Prosiłbym o jakiś dowód, że Kaczyński "chciał wysłać wojska do Gruzji". Tylko proszę o konkret, a nie marudzenie pożytecznych idiotów.


Jestem ciekaw jakie szanse maja nasze 950 czolgow w porownaniu z 6000 glowic jadrowych/termojadrowych

To może jeszcze Kaczyński chciał Rosji wypowiedzieć totalną wojnę? Ciekawych rzeczy się dowiaduje...


Taak tyle, że ta misja ma nie byc polska a międzynarodowa a, że w jej skład wejdą i Polacy? Co w tym złego?

Taki, że sens wypowiedzi rosyjskich agentów wpływu/pożytecznych idiotów jest taka, że Gruzja to rosyjska strefa wpływów i Rosja może tam sobie zrobić drugą Czeczenię. A jak ktoś proponuje wysłanie tam dajmy na to rozjemczej misji ONZ(np. takiej, jakie były na Wzgórzach Golan, w Libanie, w Bośni), ten jest "rusofob", "macha szabelką", "jątrzy", itp.

Karo
01-10-2009, 16:41
Taak tyle, że ta misja ma nie byc polska a międzynarodowa a, że w jej skład wejdą i Polacy? Co w tym złego?
Szkoda mi jedynie naszych zolnierzy ktozy pewnie zgina w wybuchach jadrowych.

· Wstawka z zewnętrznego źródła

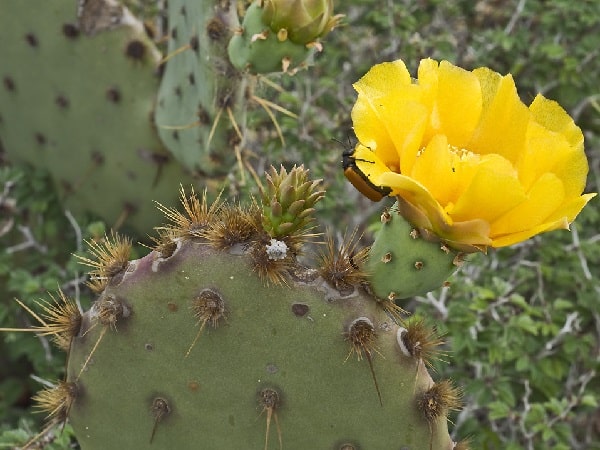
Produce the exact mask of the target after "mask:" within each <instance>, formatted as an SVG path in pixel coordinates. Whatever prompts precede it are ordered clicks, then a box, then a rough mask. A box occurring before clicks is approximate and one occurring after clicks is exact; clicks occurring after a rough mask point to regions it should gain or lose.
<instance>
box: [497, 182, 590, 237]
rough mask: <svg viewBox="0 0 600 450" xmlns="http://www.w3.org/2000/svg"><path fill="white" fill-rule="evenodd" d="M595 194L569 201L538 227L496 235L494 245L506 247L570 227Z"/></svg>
mask: <svg viewBox="0 0 600 450" xmlns="http://www.w3.org/2000/svg"><path fill="white" fill-rule="evenodd" d="M595 196H596V194H595V193H594V194H585V195H582V196H581V197H577V198H575V199H573V200H571V201H569V202H568V203H567V204H563V205H561V206H560V208H559V209H558V210H557V211H556V212H555V213H553V214H552V215H551V216H550V217H548V219H547V220H546V221H545V222H544V223H542V224H540V225H538V226H537V227H534V228H530V229H528V230H525V231H521V232H519V233H513V234H509V235H505V236H499V237H495V238H494V240H493V243H492V246H493V247H505V246H507V245H513V244H517V243H519V242H522V241H524V240H526V239H529V238H530V237H532V236H535V235H536V234H540V233H545V232H547V231H553V230H560V229H563V230H567V229H569V224H570V223H572V222H573V221H574V220H575V218H576V217H577V215H578V214H579V213H580V212H581V210H582V209H583V207H584V206H585V205H586V204H587V202H589V201H590V200H591V199H592V198H594V197H595Z"/></svg>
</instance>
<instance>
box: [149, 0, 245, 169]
mask: <svg viewBox="0 0 600 450" xmlns="http://www.w3.org/2000/svg"><path fill="white" fill-rule="evenodd" d="M167 11H168V17H169V46H168V52H167V55H166V57H165V61H166V68H165V71H164V75H163V79H162V81H161V85H160V90H159V92H158V102H157V107H156V113H155V120H156V126H157V129H158V132H159V134H160V137H161V139H162V140H163V142H164V143H165V145H167V147H168V148H169V150H170V151H171V153H172V154H173V155H174V156H175V158H177V159H178V160H179V161H180V163H182V164H183V165H184V166H185V167H187V168H188V169H190V170H192V171H194V172H197V173H202V174H209V175H219V174H221V175H223V174H225V173H227V172H228V171H229V170H230V168H231V166H232V165H233V161H234V160H235V154H236V151H235V147H236V146H238V145H239V144H240V143H241V141H242V137H243V136H242V130H243V129H244V127H245V125H244V124H245V114H246V99H245V98H244V94H245V89H246V87H247V84H248V79H246V78H245V77H243V76H242V74H241V73H239V72H238V71H237V70H236V69H235V68H234V67H233V66H232V65H231V63H230V62H229V59H228V57H227V42H228V40H229V38H230V36H231V31H230V30H233V29H234V28H236V27H237V26H239V22H238V16H237V11H236V7H235V2H215V1H196V2H190V1H186V0H174V1H170V2H169V3H168V7H167Z"/></svg>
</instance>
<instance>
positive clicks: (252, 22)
mask: <svg viewBox="0 0 600 450" xmlns="http://www.w3.org/2000/svg"><path fill="white" fill-rule="evenodd" d="M259 36H260V37H259ZM228 52H229V58H230V60H231V63H232V64H233V65H234V66H235V67H237V68H238V69H239V70H240V71H246V70H248V71H250V72H252V73H272V72H285V71H288V70H289V69H294V68H296V67H298V66H300V65H301V64H303V63H308V62H309V61H310V59H311V57H312V54H313V49H311V48H308V47H307V46H306V45H302V44H295V43H293V42H291V41H290V40H289V39H286V40H284V41H280V40H279V39H278V38H277V34H276V33H274V32H273V31H271V30H270V29H269V27H268V26H267V25H265V24H264V23H263V22H262V8H261V7H260V5H259V4H258V3H256V2H255V3H253V4H252V5H251V6H250V7H249V8H248V10H247V11H246V15H245V16H244V20H243V23H242V29H241V31H239V32H238V33H236V34H235V35H234V36H233V37H232V38H231V41H230V42H229V47H228ZM286 64H287V65H288V66H289V69H288V68H287V67H286Z"/></svg>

Prosiłbym o jakiś dowód, że Kaczyński "chciał wysłać wojska do Gruzji". Tylko proszę o konkret, a nie marudzenie pożytecznych idiotów

Pozyteczny idioto, czytaj:
http://fakty.interia.pl/raport/gruzja-o ... ji,1170567 (http://fakty.interia.pl/raport/gruzja-osetia/news/polska-gotowa-wyslac-wojsko-do-gruzji,1170567)

Furiusz
01-10-2009, 17:26
Szkoda mi jedynie naszych zolnierzy ktozy pewnie zgina w wybuchach jadrowych.
Zaciekawiłeś mnie, o jakich wybuchach jądrowych mówisz?

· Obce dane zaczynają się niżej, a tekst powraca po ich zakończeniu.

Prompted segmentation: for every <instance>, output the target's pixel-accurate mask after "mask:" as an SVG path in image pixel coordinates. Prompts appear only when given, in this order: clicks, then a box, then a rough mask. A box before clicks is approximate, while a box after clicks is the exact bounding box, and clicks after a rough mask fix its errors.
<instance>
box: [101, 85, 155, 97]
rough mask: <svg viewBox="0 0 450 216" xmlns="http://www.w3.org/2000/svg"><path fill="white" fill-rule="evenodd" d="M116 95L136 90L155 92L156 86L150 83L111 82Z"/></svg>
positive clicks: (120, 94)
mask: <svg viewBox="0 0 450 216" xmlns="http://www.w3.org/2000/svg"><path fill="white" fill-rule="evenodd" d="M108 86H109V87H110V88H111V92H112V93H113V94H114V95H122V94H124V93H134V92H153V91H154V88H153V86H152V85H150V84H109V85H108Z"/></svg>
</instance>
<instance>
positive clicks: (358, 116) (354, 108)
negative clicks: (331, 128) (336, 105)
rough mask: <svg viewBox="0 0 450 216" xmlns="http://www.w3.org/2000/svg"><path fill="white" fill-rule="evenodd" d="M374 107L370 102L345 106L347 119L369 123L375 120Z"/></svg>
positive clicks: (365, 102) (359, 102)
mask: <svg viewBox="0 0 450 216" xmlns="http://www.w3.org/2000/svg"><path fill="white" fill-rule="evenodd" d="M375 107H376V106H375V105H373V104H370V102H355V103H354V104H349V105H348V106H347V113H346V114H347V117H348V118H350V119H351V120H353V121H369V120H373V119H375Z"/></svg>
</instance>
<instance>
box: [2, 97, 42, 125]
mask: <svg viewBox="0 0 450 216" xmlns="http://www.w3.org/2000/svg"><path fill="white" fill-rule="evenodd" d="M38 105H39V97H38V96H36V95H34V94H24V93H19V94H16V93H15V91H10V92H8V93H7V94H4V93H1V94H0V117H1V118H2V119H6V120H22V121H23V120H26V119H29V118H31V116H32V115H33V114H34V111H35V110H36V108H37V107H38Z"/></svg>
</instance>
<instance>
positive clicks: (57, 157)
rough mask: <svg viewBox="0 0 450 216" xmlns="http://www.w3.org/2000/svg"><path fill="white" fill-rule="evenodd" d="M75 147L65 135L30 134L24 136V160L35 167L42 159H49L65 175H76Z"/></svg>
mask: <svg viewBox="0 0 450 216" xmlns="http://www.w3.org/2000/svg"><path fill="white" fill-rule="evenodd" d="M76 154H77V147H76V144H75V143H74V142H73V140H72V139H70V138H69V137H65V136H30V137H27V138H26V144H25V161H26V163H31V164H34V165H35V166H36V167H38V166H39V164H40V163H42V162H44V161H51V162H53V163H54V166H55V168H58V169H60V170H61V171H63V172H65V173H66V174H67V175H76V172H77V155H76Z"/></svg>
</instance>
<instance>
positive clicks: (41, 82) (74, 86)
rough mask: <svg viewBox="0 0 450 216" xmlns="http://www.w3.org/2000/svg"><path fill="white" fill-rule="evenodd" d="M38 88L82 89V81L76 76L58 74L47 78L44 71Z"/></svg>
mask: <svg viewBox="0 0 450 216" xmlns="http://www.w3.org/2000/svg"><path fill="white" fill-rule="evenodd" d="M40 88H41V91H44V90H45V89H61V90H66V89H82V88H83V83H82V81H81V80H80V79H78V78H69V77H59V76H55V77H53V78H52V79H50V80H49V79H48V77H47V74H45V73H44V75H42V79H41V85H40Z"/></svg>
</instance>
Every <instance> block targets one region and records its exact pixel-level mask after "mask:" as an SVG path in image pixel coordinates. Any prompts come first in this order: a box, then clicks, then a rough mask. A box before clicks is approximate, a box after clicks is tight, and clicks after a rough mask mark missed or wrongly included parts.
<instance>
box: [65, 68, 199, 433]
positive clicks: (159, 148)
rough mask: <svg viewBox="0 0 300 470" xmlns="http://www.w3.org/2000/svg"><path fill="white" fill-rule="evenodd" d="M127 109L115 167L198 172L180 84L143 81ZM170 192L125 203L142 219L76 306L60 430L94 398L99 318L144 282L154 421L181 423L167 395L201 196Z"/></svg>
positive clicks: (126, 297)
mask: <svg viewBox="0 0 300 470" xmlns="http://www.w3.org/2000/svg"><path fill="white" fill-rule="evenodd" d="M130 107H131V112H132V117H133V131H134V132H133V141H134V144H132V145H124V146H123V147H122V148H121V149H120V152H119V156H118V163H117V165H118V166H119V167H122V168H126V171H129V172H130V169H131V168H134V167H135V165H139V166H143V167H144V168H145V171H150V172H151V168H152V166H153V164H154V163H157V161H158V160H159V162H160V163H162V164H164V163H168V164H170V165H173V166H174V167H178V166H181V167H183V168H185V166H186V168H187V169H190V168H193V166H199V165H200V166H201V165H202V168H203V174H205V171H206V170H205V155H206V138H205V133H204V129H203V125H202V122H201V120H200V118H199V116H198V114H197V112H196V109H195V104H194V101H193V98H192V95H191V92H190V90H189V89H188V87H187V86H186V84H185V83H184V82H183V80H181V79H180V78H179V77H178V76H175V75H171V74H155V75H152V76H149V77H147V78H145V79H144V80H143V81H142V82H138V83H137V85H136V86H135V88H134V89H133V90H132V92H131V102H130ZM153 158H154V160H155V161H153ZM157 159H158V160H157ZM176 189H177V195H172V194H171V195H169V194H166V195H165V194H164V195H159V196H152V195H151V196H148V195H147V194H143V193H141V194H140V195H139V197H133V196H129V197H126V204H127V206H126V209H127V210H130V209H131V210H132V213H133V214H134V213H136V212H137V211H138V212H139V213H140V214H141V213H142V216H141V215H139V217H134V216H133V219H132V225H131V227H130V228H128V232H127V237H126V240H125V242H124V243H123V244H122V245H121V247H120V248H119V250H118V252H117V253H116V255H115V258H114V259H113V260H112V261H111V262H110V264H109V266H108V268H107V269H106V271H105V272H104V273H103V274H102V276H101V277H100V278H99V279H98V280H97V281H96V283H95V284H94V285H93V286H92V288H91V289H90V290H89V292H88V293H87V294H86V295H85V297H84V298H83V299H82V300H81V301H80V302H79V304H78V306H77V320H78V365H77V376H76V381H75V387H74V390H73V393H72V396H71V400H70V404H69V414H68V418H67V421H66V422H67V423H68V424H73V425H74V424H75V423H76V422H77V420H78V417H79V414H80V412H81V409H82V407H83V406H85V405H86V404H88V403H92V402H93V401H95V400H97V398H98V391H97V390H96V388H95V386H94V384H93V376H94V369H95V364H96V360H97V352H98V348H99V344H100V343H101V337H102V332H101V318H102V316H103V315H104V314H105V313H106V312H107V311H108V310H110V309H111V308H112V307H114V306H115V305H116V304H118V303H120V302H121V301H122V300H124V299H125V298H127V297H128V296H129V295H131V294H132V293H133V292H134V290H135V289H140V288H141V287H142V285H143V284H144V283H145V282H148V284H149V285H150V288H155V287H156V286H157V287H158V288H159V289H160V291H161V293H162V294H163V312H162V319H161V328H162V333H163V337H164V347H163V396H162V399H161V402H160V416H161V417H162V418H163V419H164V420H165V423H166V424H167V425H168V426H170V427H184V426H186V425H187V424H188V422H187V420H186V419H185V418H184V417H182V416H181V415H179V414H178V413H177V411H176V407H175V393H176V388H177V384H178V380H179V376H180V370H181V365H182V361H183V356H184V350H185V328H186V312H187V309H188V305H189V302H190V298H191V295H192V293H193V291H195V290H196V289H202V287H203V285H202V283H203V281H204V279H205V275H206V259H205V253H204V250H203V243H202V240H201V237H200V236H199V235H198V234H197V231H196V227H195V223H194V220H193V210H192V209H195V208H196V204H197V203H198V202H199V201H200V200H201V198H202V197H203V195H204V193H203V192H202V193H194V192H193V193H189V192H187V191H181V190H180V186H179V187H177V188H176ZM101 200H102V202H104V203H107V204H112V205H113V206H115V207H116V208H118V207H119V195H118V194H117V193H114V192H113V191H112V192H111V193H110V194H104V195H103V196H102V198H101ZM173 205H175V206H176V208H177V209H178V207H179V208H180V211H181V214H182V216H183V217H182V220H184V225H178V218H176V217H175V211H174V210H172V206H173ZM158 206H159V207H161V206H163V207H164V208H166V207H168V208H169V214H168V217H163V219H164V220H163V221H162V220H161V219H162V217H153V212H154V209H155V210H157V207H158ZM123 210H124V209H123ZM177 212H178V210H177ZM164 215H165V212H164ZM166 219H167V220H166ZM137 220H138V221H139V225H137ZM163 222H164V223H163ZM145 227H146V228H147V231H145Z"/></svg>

Pozyteczny idioto, czytaj:
http://fakty.interia.pl/raport/gruzja-o ... ji,1170567
przeczytałeś tekst do którego link dałeś? tam jest mowa o działaniach PO, Kaczyński do tego ugrupowania nie nalezy.

Karo
01-10-2009, 17:35
Zaciekawiłeś mnie, o jakich wybuchach jądrowych mówisz?
Nie odpowiem :lol: Moze sam sie domyslisz?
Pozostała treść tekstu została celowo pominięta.